Tuesday, May 12, 2009

Class notes for 5/11: Hypothesis testing for the mean of a population

t-scores and p values

If we have a z-score between -3.5 and +3.5, Table A-2 lets us find the p value associated with that z-score accurate to four decimal places. For example, if z = 1.71, the p value is .9564, which is to say that z-score is higher than 95.64% of data in a normally distributed set.

The t-score table is smaller, and to read a t-score correctly, we also need n, the size of the sample, because that gives us the Degrees of Freedom, which is n-1 in this case.

If n=10, then d.f. = 9, and the t-score table reads as follows.

___________________________Area in One Tail_____________

_______0.005______0.01______0.025______0.05______0.10__________
df=9___3.250_____2.821______2.262_____1.833_____1.383__________
If t = 1.71, that value isn't on our table, but because it lies between the values associated with 0.05 and 0.10, that means that score is in the top 10% of scores, but not in the top 5%.

If instead n=30 and d.f. = 29, here are the t-score values.

___________________________Area in One Tail_____________
_______0.005______0.01______0.025______0.05______0.10__________
df=29__2.756_____2.462______2.045_____1.699_____1.311__________

Now a t-score of 1.71 lies between 2.045 and 1.699, which means it is in the top 5%, but not the top 2.5%.

Like the z-score table, the t-score table is symmetric about the value t=0. If d.f.=29, t=-1.71 is a score in the bottom 5%, but not the bottom 2.5%.

Hypothesis testing for the mean of a population


Hypothesis testing for the mean of a population assumes we know the population mean from some previously obtained information.
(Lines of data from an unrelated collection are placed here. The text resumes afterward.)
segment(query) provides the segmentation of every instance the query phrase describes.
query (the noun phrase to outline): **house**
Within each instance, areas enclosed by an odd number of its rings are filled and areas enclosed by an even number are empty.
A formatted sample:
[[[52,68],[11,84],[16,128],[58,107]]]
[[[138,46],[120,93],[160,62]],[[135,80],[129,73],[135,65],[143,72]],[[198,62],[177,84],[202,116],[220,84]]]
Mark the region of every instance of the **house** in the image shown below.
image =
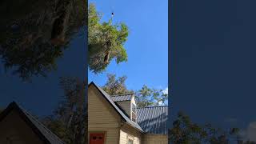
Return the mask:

Perhaps that mean has changed over time or the previous information wasn't correct to begin with, but the null hypothesis assumes we know that mean, which we call mux. If we take a sample from the population, we will get the values x-bar, sx and n, and using those values and mux, we can get the t-score.

Just like with the hypothesis test for a proportion, the test can be one-tailed high, one-tailed low or two-tailed.

For example, if we were testing people who had studied using a special method and we were checking scores on a standardized test, we would only be impressed if the average went up, so a one-tailed high test would be appropriate.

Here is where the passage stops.